Japan banned indoor smoking in restaurants - but a third of pubs and bars still allow it
When Japan's Revised Health Promotion Law took full effect in April 2020, it was supposed to clear the smoke from the country's restaurants, cafes, and bars. Two years later, roughly 70% of restaurants and cafes had gone smoke-free. But walk into an izakaya - a Japanese-style pub - and the odds flip: only about a third are smoke-free. Bars fare even worse, at 25%.
Those numbers come from a new study in Public Health that used data from a major online restaurant review platform to measure the real-world impact of Japan's national smoking ban and the stricter local ordinances layered on top of it in Tokyo and Chiba City.
The loophole problem
Japan's national law came with a built-in escape hatch. Pre-existing small-scale restaurants and bars were temporarily exempted from the ban, allowed to continue permitting indoor smoking as long as patrons under 20 were not present. The logic was pragmatic - forcing thousands of tiny owner-operated establishments to renovate overnight would have been economically disruptive. But the public health consequence is clear: a substantial portion of the hospitality sector remains smoky.
Recognizing this, the Tokyo Metropolitan Government and Chiba City enacted their own stricter passive smoking prevention ordinances, enforced simultaneously with the national law. The research team, led by Professor Isao Muraki at the University of Tsukuba, wanted to disentangle the effects: how much did the national law accomplish on its own, and how much did the local ordinances add?
Parsing the data from 2016 to 2022
Using an interrupted time-series analysis - a statistical method that compares trends before and after a policy change - the researchers tracked the proportion of smoke-free establishments on a restaurant review platform across Japan from 2016 through December 2022.
Nationally, the proportion of smoke-free establishments jumped by an estimated 5.7 percentage points immediately after the Revised Health Promotion Law took effect. In areas covered by the Tokyo and Chiba ordinances, the increase was more than double that: 13.5 percentage points. Of that larger jump, 7.8 percentage points were attributable specifically to the local ordinances rather than the national law.
The breakdown by establishment type tells the fuller story. As of December 2022:
- Restaurants: 68.3% smoke-free
- Cafes: 70.2% smoke-free
- Izakaya (Japanese pubs): 32.8% smoke-free
- Bars: 25.0% smoke-free
Why pubs and bars lag behind
The gap is not mysterious. Izakaya and bars are disproportionately small, owner-operated, and precisely the kind of establishment that qualifies for the exemption. Drinking culture and smoking culture overlap heavily in these venues, and owners may fear losing regular customers. The exemption was designed as temporary, but the study suggests it has created a durable pocket of secondhand smoke exposure.
The researchers emphasize that the findings are not just about numbers on a review platform. Secondhand smoke exposure in enclosed hospitality settings is a well-documented health risk, associated with cardiovascular disease, respiratory illness, and lung cancer in nonsmokers. Workers in these establishments - often young, part-time, and with limited bargaining power - bear a disproportionate share of that exposure.
The case for closing exemptions
The study's conclusion is straightforward: the national law and local ordinances moved the needle, but not far enough. Eliminating the existing exemptions and strengthening enforcement of current regulations would be the most direct path to reducing secondhand smoke exposure across the hospitality sector.
There is an international precedent for this.

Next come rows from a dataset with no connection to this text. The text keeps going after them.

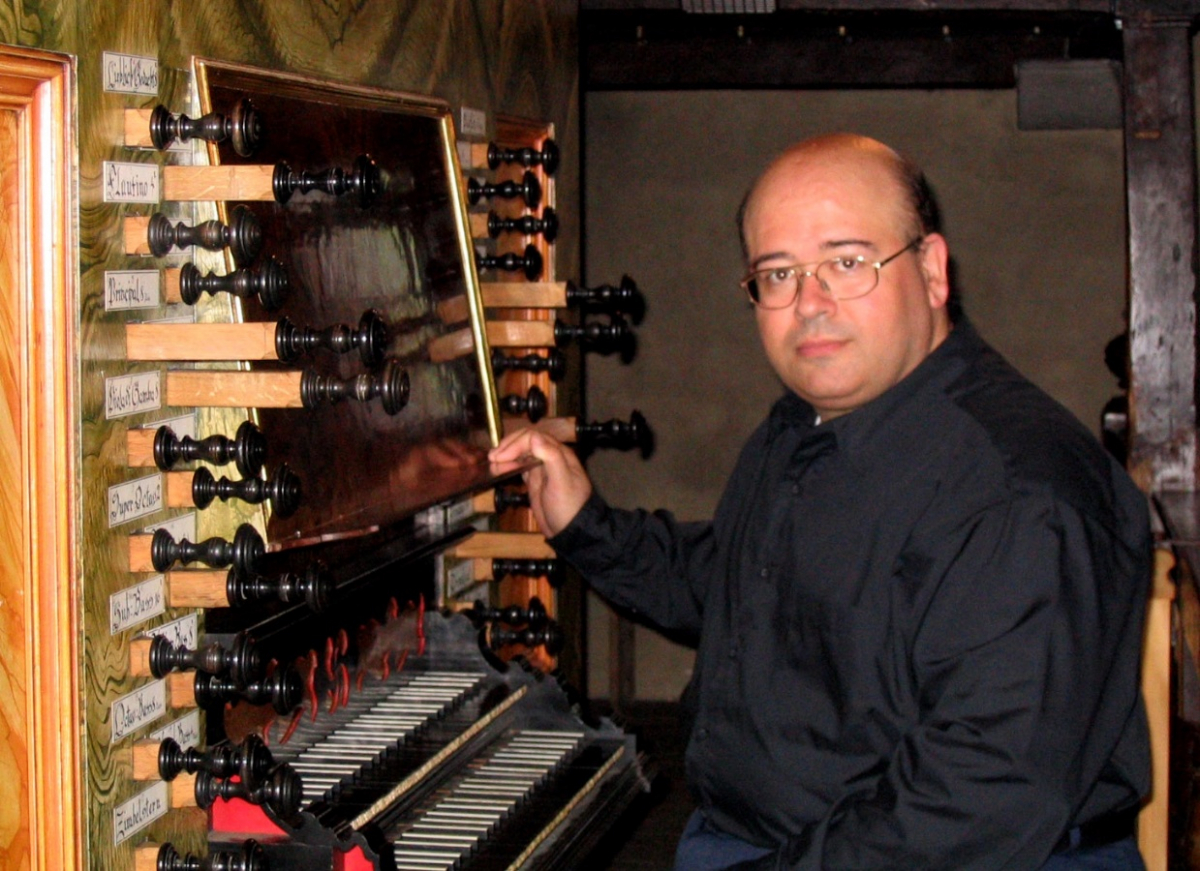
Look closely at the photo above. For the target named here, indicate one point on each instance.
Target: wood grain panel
(39, 722)
(496, 55)
(16, 664)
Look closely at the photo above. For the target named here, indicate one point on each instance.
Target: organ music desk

Countries that implemented comprehensive smoking bans without exemptions - Ireland in 2004, England in 2007 - saw faster and more complete shifts toward smoke-free hospitality. Japan's incremental approach produced incremental results.
Caveats to consider
The study relies on self-reported smoking policies listed on a restaurant review platform, which may not perfectly reflect actual conditions. Establishments that do not list their smoking policy were excluded, potentially introducing selection bias. The interrupted time-series design can account for pre-existing trends but cannot fully rule out confounding from other simultaneous changes - notably, the COVID-19 pandemic, which overlapped with the law's enforcement and may have independently altered restaurant operations and ventilation practices.
The study was supported by Health Labour Sciences Research Grants from the Japanese Ministry of Health, Labour and Welfare, and a medical research grant from the Osaka Association of Adult Diseases Prevention.